C'est marrant de repenser à tout ça, pour peu, j'en pleurerais encore, mais là, ça ne va pas le faire, d'avoir les yeux rouges quand je le reverrai. Et s'il voulait du chocolat ? Ils en vendent partout. Je ne sais même pas ce que je vais lui dire. Lui tendre la main ? Non, l'embrasser, oui, ou le serrer dans mes bras, j'aimerais ça. Maintenant que je suis plus vieux que lui, je me demande s'il va faire une remarque. Pas son genre.
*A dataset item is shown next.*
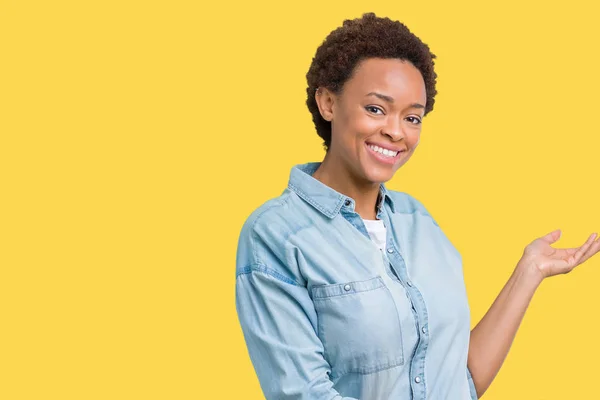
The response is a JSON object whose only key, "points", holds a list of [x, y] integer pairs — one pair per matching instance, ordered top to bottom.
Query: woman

Je me suis senti plus seul encore qu'avant alors j'y ai pensé, quand le train est parti, j'y ai pensé et j'ai même voulu le faire ; attendre le train suivant et puis, pfuit. Mais il était tard, et ma peine était plus grande que les roues de la locomotive ; elles n'auraient pas fait le poids. Et puis sans doute allait-elle revenir par le train suivant, non ? Elle m'aurait murmuré doucement : "Je n'ai pas voulu dire ça." Et toutes les lumières de la Tour des Pensions se seraient allumées, les haut-parleurs auraient joué du Miles Davis et on aurait dansé sur The man with the horn. Comme à la fin de "Gilbert sur scène", la scène dans le tram, tu parles si je m'en souviens. Faut faire gaffe quand même, avec ces souvenirs qui rappliquent sans crier gare… J'arrête le chocolat, pas bon pour le moral. Le quai 22 aussi, si elle y revient, faudrait pas que j'aie l'air de l'attendre. Pour mon père, je vais voir, si l'année prochaine.